Posted on 10/23/2001 3:30:05 AM PDT by gold
JACKSON, Miss. - Even as the FBI and state officials searched Monday for a crop duster pilot who sprayed two boats on the Mississippi River last week, experts downplayed suggestions of bioterrorism. The incident could be one of dozens of accidental sprayings reported every year in the cotton-rich Delta, they said.
State epidemiologist Dr. Mary Courier said preliminary tests found no evidence of anthrax, and a six-man crew on the barge tow sprayed by a crop duster on Friday had been told to stop taking antibiotics. The tow, which had been quarantined near Rosedale, was allowed to continue.
Officials hope to know today whether the substance that was sprayed onto at the tow and possibly a pleasure craft was the saltwater solution used to defoliate cotton crops.
"This is not an unusual event in Mississippi.
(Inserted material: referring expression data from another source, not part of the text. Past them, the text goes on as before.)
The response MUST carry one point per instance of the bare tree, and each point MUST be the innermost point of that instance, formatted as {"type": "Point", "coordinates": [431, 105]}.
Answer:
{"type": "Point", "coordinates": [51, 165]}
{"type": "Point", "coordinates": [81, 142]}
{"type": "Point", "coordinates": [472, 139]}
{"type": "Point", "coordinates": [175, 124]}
It happens every year,'' said Chris Sparkman, deputy commissioner with the Mississippi Department of Agriculture. "There is cotton in that immediate area, between the river and the levee. . . . It could very well be a case of drift."
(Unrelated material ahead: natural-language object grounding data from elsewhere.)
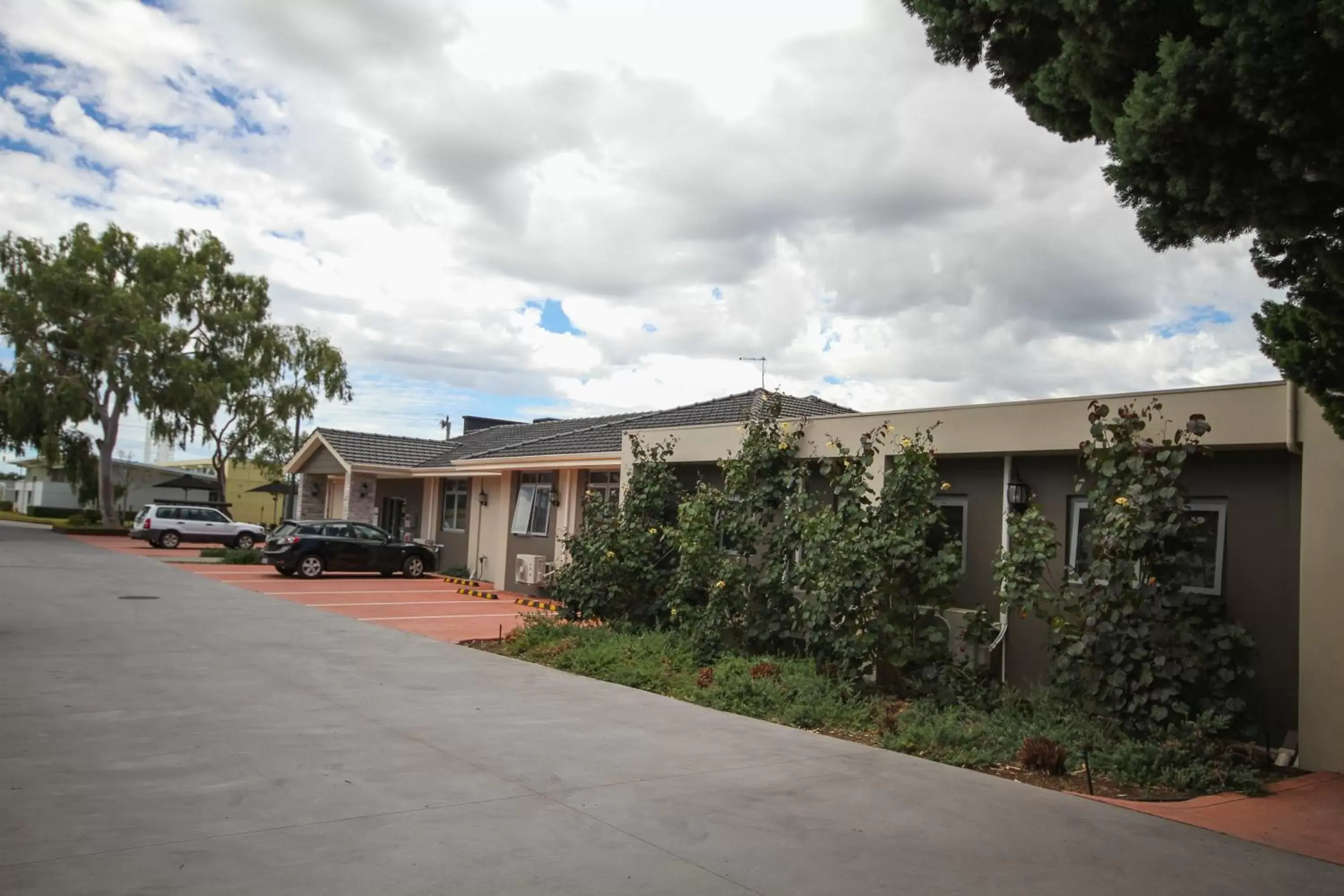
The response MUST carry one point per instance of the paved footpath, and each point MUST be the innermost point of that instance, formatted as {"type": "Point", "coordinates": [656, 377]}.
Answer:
{"type": "Point", "coordinates": [217, 741]}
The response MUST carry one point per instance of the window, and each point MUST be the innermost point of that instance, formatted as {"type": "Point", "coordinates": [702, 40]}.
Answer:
{"type": "Point", "coordinates": [533, 512]}
{"type": "Point", "coordinates": [953, 509]}
{"type": "Point", "coordinates": [457, 503]}
{"type": "Point", "coordinates": [1211, 517]}
{"type": "Point", "coordinates": [369, 532]}
{"type": "Point", "coordinates": [604, 485]}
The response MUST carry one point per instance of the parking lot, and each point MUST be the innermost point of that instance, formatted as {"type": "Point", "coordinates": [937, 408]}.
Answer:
{"type": "Point", "coordinates": [426, 606]}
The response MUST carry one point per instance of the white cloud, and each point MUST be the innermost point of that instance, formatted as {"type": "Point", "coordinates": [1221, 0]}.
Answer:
{"type": "Point", "coordinates": [410, 174]}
Sparkman said the state logged more than 150 complaints of misapplication in 1999 and about two dozen last year.
Friday's spraying attracted the attention of authorities, at least in part, because of the fear by some on the barge tow that the pilot's path seemed deliberate.
Three investigators from the state's Agriculture Department were reviewing flight logs of more than 40 crop dusting companies and talking to area planters to find out who was in the air that day.